Sure I can. I can always ask.

But if I don't have a cogent argument for why that court has jurisdiction, she won't give me a TRO. Because you will be asked to demonstrate why the court has jurisdiction, the other party can raise absence of jurisdiction, and you won't get a TRO unless and until the court determines as a threshold matter that it has jurisdiction.

Might the court get that wrong? Sure - there are contested issues over jurisdiction, just like any other point of law. And sometimes that point of law - like any other point of law - gets found by a later court to have been wrongly decided. This was not an open-and-shut case on the jurisdictional point, BTW - Boasberg's order was upheld by the Circuit Court, and the SCOTUS decision on the point was 5-4. So not really analogous to running off and finding a state that obviously lacks jurisdiction.

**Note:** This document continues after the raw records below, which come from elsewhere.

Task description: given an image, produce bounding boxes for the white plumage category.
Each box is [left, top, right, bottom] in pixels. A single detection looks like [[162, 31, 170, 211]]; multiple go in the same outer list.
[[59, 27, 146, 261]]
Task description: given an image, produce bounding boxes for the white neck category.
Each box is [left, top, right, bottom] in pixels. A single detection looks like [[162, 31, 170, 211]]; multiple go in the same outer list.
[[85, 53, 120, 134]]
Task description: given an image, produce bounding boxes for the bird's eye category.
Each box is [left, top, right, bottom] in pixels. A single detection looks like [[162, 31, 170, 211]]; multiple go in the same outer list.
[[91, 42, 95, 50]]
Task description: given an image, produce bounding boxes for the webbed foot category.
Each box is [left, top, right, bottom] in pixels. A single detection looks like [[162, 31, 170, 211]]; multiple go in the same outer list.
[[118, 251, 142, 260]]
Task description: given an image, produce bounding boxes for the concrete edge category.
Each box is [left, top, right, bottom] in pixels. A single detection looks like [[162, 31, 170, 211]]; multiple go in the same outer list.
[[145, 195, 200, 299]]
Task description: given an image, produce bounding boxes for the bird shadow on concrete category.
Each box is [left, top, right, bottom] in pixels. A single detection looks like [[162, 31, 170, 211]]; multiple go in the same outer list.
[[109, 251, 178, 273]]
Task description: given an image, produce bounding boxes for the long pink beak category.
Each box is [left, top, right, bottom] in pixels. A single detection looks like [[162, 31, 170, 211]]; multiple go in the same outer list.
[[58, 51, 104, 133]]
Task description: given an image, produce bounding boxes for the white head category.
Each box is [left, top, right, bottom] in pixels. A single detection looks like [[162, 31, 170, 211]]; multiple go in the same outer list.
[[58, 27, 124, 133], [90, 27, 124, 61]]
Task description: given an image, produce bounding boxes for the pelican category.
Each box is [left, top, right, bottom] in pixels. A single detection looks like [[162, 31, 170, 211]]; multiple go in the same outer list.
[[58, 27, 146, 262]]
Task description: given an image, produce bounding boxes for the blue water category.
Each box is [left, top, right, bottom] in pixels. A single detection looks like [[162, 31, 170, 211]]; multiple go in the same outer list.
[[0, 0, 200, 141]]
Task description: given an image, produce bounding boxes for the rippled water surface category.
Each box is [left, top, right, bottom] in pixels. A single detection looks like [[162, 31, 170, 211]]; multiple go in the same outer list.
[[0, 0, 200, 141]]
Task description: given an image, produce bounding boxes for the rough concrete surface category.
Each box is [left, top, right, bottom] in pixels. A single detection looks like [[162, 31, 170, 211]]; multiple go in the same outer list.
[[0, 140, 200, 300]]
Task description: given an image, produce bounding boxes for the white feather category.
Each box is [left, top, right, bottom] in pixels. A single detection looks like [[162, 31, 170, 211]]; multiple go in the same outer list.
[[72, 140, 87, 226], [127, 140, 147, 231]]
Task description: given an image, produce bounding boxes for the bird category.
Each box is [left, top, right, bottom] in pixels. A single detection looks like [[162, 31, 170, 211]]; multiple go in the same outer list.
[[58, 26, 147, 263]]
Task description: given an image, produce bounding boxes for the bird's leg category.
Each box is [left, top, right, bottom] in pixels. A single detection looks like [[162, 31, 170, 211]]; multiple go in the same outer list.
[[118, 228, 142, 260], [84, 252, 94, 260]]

Regardless, you still have to obey the order while it's in effect. Again, that's the whole point of the TRO - while disputed issues are being worked out, the parties are required to obey orders that the judge may issue to keep the status quo from changing to the irrevocable detriment of another party. That doesn't just apply to disputes over the substantive law, but any matter raised in the case - notice, service, jurisdiction, venue, statutes of limitations, anything. When a judge gives you an order in a case, you have to obey it even if you think it's wrong. You have to obey it even if an appellate court is going to determine that it is wrong, because until that appellate court does overturn it the order is still in effect.

There's no "bomb" that the point on which it was overturned was jurisdictional rather than substantive. You have to follow court orders, even if you think they're wrong, and even if the point that you think they're wrong about is procedural rather than substantive.